Atrial fibrillation (AF) is the most common cardiac arrhythmia, followed by atrial flutter. Both arrhythmias may increase the risk of stroke. Atrial fibrillation affects about 1% to 2% of the population.1 Patients with atrial flutter often have episodes of AF.
Direct current cardioversion (DCCV) treats atrial arrhythmias by attempting to return the patient to a normal sinus rhythm. When sinus rhythm is restored, cardiac structural changes that might have occurred as a result of AF or atrial flutter may be reversed.2 However, patients undergoing cardioversion are at an increased risk of stroke if a thrombus is present in the left atria. This thrombus may become dislodged during the procedure. Although sinus rhythm may be restored during cardioversion, restoration of the atrial mechanical function may take several weeks, and new thrombi may form during that time. Stroke risk is significantly decreased with anticoagulation.3,4
Current guidelines on antithrombotic therapy for AF and atrial flutter recommend that patients who are appropriate candidates for electrical cardioversion need to be properly anticoagulated for 3 to 4 weeks before and after the procedure if the duration of AF or flutter is > 48 hours or is unknown.5 The practice of anticoagulating candidates needing cardioversion for 3 to 4 weeks before the procedure and 4 weeks after the procedure is based on the theory that it takes about 14 days for a new thrombus to firmly adhere to the atrial wall.6 Therefore 3 to 4 weeks of anticoagulation before cardioversion will prevent new thrombi from forming and theoretically allows enough time for older thrombi to adhere to the atrial wall.
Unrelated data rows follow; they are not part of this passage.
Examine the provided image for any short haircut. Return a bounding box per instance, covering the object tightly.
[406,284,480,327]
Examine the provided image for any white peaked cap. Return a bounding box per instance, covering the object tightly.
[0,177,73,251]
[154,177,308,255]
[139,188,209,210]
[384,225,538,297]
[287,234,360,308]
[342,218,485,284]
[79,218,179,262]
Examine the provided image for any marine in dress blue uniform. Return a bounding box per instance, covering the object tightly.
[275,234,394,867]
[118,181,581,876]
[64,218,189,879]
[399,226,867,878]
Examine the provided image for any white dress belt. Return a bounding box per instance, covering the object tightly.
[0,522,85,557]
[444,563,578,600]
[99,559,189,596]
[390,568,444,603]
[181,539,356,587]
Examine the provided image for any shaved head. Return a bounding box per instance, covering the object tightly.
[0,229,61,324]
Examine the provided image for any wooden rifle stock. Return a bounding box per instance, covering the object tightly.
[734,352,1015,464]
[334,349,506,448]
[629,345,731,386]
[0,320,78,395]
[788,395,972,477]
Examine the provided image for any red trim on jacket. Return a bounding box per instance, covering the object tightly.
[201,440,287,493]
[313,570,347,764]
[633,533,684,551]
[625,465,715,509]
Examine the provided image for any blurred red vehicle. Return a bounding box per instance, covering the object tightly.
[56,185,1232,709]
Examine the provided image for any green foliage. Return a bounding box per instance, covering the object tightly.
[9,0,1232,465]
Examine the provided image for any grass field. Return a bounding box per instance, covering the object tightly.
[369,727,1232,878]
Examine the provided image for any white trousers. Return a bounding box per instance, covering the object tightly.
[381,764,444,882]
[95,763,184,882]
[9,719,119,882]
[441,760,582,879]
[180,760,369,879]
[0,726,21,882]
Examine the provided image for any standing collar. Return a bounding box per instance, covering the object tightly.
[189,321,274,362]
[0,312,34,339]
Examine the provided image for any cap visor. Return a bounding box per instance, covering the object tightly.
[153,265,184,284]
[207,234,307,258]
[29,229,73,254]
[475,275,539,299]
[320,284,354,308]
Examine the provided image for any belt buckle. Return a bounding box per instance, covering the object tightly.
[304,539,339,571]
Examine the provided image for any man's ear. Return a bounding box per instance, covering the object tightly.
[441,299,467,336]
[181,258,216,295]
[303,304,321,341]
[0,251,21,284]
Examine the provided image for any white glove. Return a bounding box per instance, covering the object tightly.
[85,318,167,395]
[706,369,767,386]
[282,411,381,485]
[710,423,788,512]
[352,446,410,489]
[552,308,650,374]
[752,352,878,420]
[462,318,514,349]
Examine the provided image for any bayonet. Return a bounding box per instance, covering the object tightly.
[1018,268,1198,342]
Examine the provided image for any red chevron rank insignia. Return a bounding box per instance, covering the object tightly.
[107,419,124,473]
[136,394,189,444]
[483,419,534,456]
Anticoagulation for 4 weeks after cardioversion will prevent new thrombi from forming in the atria during the several weeks that atrial remodeling takes place.3,7 These practices are based on physiologic concepts and observational studies and have not been evaluated in randomized, controlled clinical trials.7
To receive an electrical cardioversion, patients at the VA Portland Health Care System (VAPORHCS) should maintain a therapeutic international normalized ratio (INR), defined as 2.0 to 3.0, for 4 consecutive weeks. The Anticoagulation Clinic monitors patients receiving warfarin for planned DCCV at least weekly. The estimated average time for cardioversion candidates at the VAPORHCS to achieve stability on warfarin is 2 months. Prolonging the time to DCCV may expose symptomatic patients to additional discomfort, lead to further cardiac remodeling, and result in poorer outcomes.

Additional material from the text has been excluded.